The Wall Street Journal reported in June that even smaller American cities haven’t slipped past the hungry eyes of hackers, and some of them have received much higher ransom requests – generally made in bitcoin and converted to reflect an approximate figure in dollars – than the $51,000 demanded by Atlanta’s hackers.

Other experts agree with those suspicions, though it’s also the specific data these public entities store that makes them vulnerable to attack.

“Normally, they store copious amounts of data on citizens, whether it’s tax records, property tax information, social security numbers,” said Velvet Johnson, an attorney in Michael Best’s privacy and cybersecurity group, adding, “A lot of these cities, local government, municipalities, they just don’t have the funding to invest in cyber security so they really haven’t hardened their infrastructure, which makes them a very easy target.”

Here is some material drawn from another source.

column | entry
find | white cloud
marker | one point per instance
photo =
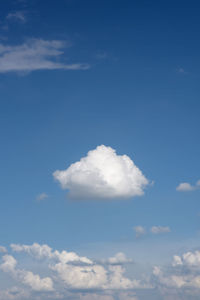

Hackers who go after smaller public entities are aiming for quantity, not quality. They’re operating on volume, according to Johnson, which is easy to see when you look at the sizes of the demands. For instance, Licking County in Ohio was targeted in early 2017 with a ransom demand of $50,000, while Leeds got a demand for $12,000, of which $8,000 was paid. The end goal for the small public entity hacker is to actually get the money and not bankrupt a town or library.”